03/09/2015 às 07h00- Atualizada 03/09/2015 às 09h03

Rogério Batalha cria um defunto-autor em

Rogério Batalha cria um defunto-autor em “Exercício de nuvens”

Rogério Batalha cria a partir do que o incomoda, de uma indagação, algo que o assombra. “Nesse último livro, tenho transitado por esses aspectos, vamos dizer assim, quase que metafísicos, religiosos. Os questionamentos são outros”, diz o poeta e letrista, que já esteve em Juiz de Fora lançando “Cidade fundida”, “Inventário” e “Medida do sal”. Na entrevista que segue abaixo e que será transmitida no “Sala de Leitura” de sábado, às 10h30, com reprise na segunda-feira, às 14h30, na Rádio CBN Juiz de Fora – AM 1010, o escritor fala de “Exercício de nuvens”, do processo de criação poética e do atual momento da poesia no Brasil.

[Relaciondas_post]Autor reconhecido na cena independente carioca e aprovado por nomes, como Antonio Cícero e Ricardo Oiticica, Batalha volta a publicar por meio de uma editora. Ainda que não altere substancialmente o número de livros que já vendia, o selo impõe novas condições a seu trabalho. A voz que assume “Exercício de nuvens” é a de um defunto-autor, assim como no famoso texto de Machado de Assis.
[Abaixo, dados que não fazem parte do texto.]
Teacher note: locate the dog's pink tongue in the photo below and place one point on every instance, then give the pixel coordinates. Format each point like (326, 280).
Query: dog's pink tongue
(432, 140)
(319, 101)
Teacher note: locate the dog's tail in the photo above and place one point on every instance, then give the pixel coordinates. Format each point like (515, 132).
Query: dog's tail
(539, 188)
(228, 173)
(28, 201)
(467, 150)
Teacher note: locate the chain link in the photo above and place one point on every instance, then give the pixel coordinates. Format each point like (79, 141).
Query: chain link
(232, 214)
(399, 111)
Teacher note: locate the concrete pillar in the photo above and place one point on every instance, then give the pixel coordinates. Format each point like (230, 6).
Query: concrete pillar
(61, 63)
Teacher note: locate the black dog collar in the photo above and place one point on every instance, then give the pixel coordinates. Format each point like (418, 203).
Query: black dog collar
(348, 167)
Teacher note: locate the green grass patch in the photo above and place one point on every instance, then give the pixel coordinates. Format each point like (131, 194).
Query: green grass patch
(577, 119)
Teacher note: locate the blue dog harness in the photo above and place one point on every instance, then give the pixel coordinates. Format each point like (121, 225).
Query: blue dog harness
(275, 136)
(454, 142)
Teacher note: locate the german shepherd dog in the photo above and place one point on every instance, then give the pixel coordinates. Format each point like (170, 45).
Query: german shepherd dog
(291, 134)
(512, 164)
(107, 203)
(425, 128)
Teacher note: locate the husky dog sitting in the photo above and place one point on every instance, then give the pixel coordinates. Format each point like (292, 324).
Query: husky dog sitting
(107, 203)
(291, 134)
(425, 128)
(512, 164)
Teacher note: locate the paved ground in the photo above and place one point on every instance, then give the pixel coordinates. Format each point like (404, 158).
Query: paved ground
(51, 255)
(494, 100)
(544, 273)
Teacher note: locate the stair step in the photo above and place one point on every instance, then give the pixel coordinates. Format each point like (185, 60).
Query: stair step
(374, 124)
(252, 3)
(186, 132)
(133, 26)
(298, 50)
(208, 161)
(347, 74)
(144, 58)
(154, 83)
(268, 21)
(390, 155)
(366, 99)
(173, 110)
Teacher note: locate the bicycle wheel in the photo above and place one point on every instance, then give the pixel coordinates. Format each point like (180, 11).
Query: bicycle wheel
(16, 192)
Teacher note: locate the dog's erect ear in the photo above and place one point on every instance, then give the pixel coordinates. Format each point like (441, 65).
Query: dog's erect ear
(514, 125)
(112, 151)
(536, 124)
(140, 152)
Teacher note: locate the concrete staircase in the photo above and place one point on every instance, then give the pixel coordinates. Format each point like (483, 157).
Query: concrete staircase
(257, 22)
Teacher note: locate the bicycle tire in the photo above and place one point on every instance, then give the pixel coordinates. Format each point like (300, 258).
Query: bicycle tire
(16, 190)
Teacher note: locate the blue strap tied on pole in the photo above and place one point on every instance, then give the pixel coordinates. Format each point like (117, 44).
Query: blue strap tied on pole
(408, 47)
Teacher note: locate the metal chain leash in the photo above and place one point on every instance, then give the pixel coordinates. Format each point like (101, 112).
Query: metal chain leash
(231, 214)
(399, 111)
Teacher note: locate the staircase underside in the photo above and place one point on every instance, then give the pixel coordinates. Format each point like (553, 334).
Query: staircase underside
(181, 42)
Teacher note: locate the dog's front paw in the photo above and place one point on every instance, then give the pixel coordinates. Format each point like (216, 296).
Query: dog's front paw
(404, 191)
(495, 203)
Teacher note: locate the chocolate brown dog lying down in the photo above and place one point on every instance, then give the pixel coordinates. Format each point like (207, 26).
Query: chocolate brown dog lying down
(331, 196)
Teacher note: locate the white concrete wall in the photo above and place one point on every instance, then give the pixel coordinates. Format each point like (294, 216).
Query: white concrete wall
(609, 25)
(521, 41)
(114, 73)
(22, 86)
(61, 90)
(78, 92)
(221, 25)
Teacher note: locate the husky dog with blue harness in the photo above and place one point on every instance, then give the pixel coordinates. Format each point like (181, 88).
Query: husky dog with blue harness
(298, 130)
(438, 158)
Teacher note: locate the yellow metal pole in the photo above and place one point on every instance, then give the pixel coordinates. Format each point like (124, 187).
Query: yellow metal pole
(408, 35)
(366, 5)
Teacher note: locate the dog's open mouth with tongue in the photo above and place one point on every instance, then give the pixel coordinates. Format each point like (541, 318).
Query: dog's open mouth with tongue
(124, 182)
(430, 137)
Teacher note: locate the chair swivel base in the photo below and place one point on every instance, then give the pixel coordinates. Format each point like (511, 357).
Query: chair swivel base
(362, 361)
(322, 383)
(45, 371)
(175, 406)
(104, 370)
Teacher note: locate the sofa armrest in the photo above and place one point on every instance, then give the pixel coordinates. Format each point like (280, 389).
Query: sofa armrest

No lugar de trazer “os exercícios do corpo, da matéria, da forma”, como fez em outras obras, agora Batalha opta por transitar pela subjetividade. Os efeitos rítmicos, característicos de sua escrita, mantêm-se.
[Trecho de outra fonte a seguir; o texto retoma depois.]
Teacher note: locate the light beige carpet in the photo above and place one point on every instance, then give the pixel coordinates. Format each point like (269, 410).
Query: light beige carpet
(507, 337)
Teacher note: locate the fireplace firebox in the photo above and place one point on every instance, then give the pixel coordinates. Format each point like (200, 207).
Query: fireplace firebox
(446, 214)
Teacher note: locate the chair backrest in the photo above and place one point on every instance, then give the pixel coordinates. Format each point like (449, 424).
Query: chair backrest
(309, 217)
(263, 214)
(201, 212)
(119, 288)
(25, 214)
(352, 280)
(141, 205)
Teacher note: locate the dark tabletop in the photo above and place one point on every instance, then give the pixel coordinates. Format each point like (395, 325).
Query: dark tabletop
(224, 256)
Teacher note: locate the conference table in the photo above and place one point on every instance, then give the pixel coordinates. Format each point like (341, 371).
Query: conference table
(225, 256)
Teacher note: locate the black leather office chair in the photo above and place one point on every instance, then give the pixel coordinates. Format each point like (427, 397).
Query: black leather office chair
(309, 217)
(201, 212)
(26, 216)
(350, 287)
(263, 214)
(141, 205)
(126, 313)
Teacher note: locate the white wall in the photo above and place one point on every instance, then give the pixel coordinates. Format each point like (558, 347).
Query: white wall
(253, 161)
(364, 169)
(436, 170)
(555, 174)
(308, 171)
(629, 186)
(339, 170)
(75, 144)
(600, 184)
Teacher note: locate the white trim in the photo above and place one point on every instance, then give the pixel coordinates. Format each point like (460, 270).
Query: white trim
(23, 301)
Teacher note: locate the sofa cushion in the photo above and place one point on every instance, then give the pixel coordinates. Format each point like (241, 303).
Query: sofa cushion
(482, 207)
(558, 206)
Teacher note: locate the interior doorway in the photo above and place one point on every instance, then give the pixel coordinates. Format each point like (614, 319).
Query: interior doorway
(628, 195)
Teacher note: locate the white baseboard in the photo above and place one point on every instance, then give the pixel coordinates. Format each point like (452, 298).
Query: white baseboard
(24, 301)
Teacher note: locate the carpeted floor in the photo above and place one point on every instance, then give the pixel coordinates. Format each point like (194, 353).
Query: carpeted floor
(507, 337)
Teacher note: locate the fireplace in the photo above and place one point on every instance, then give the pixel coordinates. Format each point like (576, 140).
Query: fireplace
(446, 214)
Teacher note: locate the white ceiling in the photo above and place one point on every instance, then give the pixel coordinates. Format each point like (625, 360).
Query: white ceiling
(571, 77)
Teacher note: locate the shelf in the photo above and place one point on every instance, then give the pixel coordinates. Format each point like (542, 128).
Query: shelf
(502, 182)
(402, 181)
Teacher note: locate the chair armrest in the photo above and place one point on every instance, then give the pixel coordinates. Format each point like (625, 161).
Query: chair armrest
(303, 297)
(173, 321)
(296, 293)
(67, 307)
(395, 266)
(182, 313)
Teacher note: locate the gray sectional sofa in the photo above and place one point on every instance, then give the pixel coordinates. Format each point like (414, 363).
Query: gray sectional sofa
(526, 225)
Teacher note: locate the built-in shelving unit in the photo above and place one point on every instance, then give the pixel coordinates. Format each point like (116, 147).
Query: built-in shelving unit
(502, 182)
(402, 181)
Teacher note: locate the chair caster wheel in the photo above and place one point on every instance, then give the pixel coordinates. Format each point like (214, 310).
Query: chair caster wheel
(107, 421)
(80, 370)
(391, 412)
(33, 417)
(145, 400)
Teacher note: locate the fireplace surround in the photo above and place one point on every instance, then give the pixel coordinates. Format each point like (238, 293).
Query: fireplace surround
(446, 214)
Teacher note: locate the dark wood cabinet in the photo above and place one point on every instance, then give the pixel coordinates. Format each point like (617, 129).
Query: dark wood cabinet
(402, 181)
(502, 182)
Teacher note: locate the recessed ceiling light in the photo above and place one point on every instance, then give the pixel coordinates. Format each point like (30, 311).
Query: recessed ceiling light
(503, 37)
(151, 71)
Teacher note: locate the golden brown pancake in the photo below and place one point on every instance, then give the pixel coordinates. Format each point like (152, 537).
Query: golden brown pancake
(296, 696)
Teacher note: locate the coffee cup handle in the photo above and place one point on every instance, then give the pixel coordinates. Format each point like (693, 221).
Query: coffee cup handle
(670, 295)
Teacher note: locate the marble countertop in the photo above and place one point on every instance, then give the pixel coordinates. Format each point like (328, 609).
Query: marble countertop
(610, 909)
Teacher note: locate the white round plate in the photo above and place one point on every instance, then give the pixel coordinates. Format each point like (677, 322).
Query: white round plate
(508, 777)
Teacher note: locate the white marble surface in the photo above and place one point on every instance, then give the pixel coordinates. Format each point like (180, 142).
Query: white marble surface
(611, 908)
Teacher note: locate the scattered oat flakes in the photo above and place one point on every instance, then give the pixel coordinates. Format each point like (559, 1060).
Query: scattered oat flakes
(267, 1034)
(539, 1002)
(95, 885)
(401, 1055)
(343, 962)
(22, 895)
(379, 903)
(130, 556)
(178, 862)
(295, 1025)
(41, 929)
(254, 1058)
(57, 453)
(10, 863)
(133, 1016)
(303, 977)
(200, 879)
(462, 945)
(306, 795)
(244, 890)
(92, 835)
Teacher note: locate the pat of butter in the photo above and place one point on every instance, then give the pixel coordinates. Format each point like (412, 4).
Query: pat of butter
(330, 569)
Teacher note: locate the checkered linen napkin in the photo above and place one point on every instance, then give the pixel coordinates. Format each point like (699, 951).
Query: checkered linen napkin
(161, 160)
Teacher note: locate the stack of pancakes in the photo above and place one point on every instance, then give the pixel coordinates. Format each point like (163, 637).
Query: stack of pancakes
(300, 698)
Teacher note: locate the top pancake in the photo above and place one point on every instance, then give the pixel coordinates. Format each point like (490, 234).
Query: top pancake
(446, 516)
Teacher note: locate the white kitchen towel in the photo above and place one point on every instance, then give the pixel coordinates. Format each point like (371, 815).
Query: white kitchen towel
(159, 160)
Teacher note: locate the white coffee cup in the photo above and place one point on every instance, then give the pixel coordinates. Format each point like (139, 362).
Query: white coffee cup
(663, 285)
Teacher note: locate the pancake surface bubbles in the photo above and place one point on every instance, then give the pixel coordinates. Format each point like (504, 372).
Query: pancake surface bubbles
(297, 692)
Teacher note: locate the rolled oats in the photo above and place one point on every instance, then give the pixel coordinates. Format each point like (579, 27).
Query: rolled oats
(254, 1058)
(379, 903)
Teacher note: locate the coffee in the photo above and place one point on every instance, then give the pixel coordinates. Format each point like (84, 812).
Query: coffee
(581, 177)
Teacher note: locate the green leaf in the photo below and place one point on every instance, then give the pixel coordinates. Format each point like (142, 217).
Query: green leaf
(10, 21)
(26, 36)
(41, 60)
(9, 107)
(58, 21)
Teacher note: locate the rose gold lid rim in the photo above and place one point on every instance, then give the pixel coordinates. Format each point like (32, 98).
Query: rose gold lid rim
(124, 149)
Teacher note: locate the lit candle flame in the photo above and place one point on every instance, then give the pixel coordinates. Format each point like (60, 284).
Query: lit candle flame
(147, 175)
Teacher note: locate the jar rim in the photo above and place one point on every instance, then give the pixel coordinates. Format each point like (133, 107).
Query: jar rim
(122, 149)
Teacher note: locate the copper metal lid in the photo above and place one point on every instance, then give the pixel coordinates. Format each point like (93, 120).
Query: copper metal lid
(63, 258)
Tribuna – Você buscou inspiração em Machado de Assis para criar um eu lírico defunto?

Rogério Batalha – Sou um leitor de Machado, mas eu acho que a tentativa é diferente. Assim como em “Cidade fundida”, em que o indivíduo, o eu lírico, perambulava pela cidade, tentando entender os elementos físicos da cidade, esse também perambula, mas ele perambula com assombro por questões não tão palpáveis, não tão físicas no sentido mais explícito. Esse defunto do eu lírico está repleto também de sofreguidão. É bom que se diga que não é um defunto com questionamentos religiosos.
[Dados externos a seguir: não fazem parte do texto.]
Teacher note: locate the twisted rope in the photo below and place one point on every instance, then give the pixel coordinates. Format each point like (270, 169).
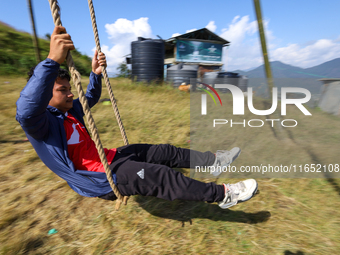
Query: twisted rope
(107, 81)
(77, 82)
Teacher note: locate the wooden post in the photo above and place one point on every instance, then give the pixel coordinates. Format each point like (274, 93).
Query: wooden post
(264, 47)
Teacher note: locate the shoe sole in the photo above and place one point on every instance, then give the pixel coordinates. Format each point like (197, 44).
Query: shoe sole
(234, 158)
(252, 195)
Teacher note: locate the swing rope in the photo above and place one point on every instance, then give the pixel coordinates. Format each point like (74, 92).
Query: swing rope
(77, 82)
(106, 79)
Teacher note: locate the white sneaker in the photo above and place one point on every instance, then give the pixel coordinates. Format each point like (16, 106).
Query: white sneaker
(224, 159)
(239, 192)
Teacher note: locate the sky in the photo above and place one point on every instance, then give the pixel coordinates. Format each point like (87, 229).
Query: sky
(302, 33)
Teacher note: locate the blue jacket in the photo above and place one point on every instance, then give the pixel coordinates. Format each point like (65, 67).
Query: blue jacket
(43, 125)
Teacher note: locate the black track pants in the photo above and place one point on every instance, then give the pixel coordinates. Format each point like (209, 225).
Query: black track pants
(146, 170)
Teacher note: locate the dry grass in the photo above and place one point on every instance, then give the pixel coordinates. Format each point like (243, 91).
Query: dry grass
(289, 216)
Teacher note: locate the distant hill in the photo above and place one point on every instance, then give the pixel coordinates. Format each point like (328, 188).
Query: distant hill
(17, 54)
(330, 69)
(291, 76)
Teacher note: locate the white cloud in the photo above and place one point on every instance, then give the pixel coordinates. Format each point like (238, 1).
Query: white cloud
(211, 26)
(191, 30)
(175, 34)
(245, 50)
(121, 34)
(311, 55)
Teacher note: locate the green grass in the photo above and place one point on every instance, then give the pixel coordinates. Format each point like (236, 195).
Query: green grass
(289, 216)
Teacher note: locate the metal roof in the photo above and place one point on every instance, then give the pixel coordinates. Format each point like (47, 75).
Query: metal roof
(203, 34)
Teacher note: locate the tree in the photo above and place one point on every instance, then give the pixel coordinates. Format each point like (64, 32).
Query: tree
(124, 70)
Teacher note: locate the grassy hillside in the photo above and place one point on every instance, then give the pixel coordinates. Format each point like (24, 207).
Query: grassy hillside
(17, 54)
(289, 216)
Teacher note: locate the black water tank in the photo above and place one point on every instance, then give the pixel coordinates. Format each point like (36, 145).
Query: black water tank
(147, 59)
(180, 73)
– A promessa é de que seu livro seja um desafio constante ao leitor.

– Enquanto estou dialogando com a cidade ou com o defunto, estou numa tentativa, também, de dialogar com o leitor. O livro é sempre isso, porque, senão, não serve para nada. Serve só para mim, não tem funcionalidade. Por isso estou sempre tentando dialogar com o leitor até, às vezes, no aspecto rítmico, propondo ora leituras dinâmicas, ora leituras meditativas, e por aí vai.

– É um livro para ser lido de um fôlego só?

– Há duas possibilidades. O leitor pode optar por ler num fôlego só, mas acredito que, em algum momento, ele vai ter que parar. A tentativa é essa: propor uma meditação sobre esse indivíduo, esse morto-poeta. Mas também pode ser lido de um fôlego só.

– Seus escritos também nascem de um jato?

– Sempre vou escrever diante de alguma coisa que me espante, e aí começa como um jato, mas depois é fruto de lapidação. Para mim, é muito mais difícil lapidar do que escrever. Até letra de música é assim. Eu me dou primeiro como um leitor de música popular brasileira e só depois vou me tornar leitor de poesia propriamente dita. Isso acontece também na minha feitura. Escrevo minhas primeiras letras e depois vou escrevendo os poemas. Isso está dialogando o tempo todo, e talvez até a questão rítmica esteja conectada a isso.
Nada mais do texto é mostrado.